Radar Sulteng Online
Berita Opini (tautan ke artikel asli)
Sabtu, 18 Oktober 2003
Hidup Dan Kehidupan Bermasyarakat, Berbangsa Dan Bernegara
Oleh Prof. Drs. H.Z. Mangitung *)

Setiap orang dilahirkan bebas dengan harkat dan martabat manusia yang sama dengan sederajat serta dikaruniai akal dan hati nurani untuk hidup bermasyarakat, berbangsa, dan bernegara dalam semangat persaudaraan (UU RI No. 39/1999 HAM).

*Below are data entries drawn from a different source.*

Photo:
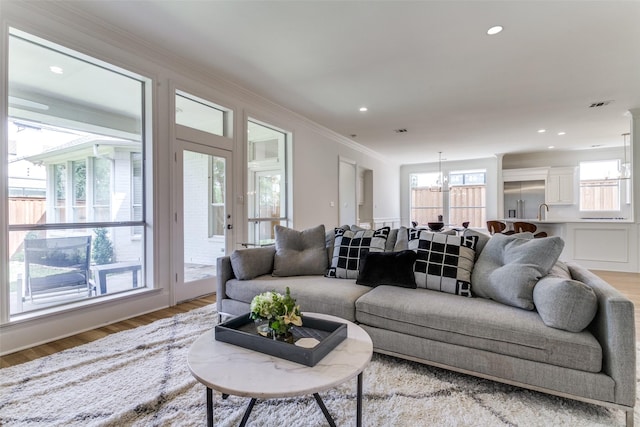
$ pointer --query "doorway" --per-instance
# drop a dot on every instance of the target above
(203, 226)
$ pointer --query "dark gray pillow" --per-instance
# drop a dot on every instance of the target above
(300, 253)
(387, 268)
(249, 263)
(510, 265)
(565, 303)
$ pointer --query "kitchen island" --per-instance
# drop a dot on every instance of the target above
(597, 243)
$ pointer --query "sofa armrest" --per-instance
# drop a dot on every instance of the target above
(614, 328)
(224, 273)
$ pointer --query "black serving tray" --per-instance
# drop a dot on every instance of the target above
(241, 331)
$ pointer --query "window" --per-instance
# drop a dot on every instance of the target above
(267, 181)
(75, 168)
(467, 198)
(599, 186)
(199, 114)
(217, 187)
(462, 200)
(426, 204)
(136, 191)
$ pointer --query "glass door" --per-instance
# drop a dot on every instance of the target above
(203, 220)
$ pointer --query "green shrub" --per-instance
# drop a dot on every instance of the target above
(102, 248)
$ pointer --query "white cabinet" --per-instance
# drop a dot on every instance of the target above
(560, 186)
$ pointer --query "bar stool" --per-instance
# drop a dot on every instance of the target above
(521, 227)
(496, 227)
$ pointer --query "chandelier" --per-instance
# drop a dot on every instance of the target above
(441, 181)
(625, 167)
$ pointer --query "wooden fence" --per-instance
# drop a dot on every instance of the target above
(466, 203)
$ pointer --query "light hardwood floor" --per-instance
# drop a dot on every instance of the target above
(627, 283)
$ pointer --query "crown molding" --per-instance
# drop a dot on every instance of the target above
(68, 15)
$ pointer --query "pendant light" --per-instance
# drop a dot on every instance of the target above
(625, 167)
(440, 185)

Hidup artinya masih terus ada, bergerak dan bekerja karena dalam diri manusia ada nyawa atau jiwa ciptaan Tuhan (Homo Religius); Secara yuridis konstitusional menurut UUD 1945 pasal 28 A menyebutkan : Setiap orang berhak untuk hidup serta berhak mempertahankan hidup dan kehidupannya, jo KUH Perdata Pasal 1 menyebutkan 'Menikmati hak perdata tidaklah tergantung pada hak kenegaraannya', ini berarti dalam diri manusia itu melekat terkait didalamnya "hak untuk hidup dan kehidupan serta kemanusiaan yang bersifat universal". Bahkan seorang anak yang masih dalam kandungan ibunya telah dianggap lahir, bila mana kepentingan si anak itu menghendakinya, dan bila lahir mati dianggap tidak pernah ada di dunia (teori fiksi KUH Perdata pasal 2 dan 3), contohnya menyangkut pembagian warisan, dilarang melakukan aborsi atau menggugurkan janin dalam kandungan yang berarti suatu pembunuhan/pelanggaran HAM; Oleh karena itu saya lebih cenderung mengatakan makna Keluarga Berencana (KB) bukan sebagai pembatasan kelahiran (Birth Control) tetapi pembatasan kehamilan. Kehidupan itu sendiri berarti cara hidup manusia; Sebenarnya apa dan bagaimana arti cara hidup? Pertanyaan ini mengindikasikan bahwa manusia itu disamping sebagai makhluk individu sekaligus sebagai makhluk sosial karena selalu terikat dengan orang lain, saling bergantung, mendukung dan bekerja sama yang saling menguntungkan (simbiose mutualistis, resiprokal, sosiologis). Sebagai makhluk individu, manusia sendiri terikat dengan kesendiriannya (secara psikologis). Persoalan manusia seperti ini sudah ada sejak manusia ada; Aristoteles menamakan Zoon Politikon artinya manusia adalah makhluk sosial secara kodrati, karena manusia itu selalu hidup bermasyarakat. Dalam hidup dan kehidupan itu manusia tidaklah wajar mementingkan dirinya sendiri tetapi seharusnya mencintai dirinya sendiri. Mementingkan diri sendiri berbeda dengan mencintai diri sendiri, karena mementingkan diri sendiri itu yang bernuansa egois, serakah/tamak.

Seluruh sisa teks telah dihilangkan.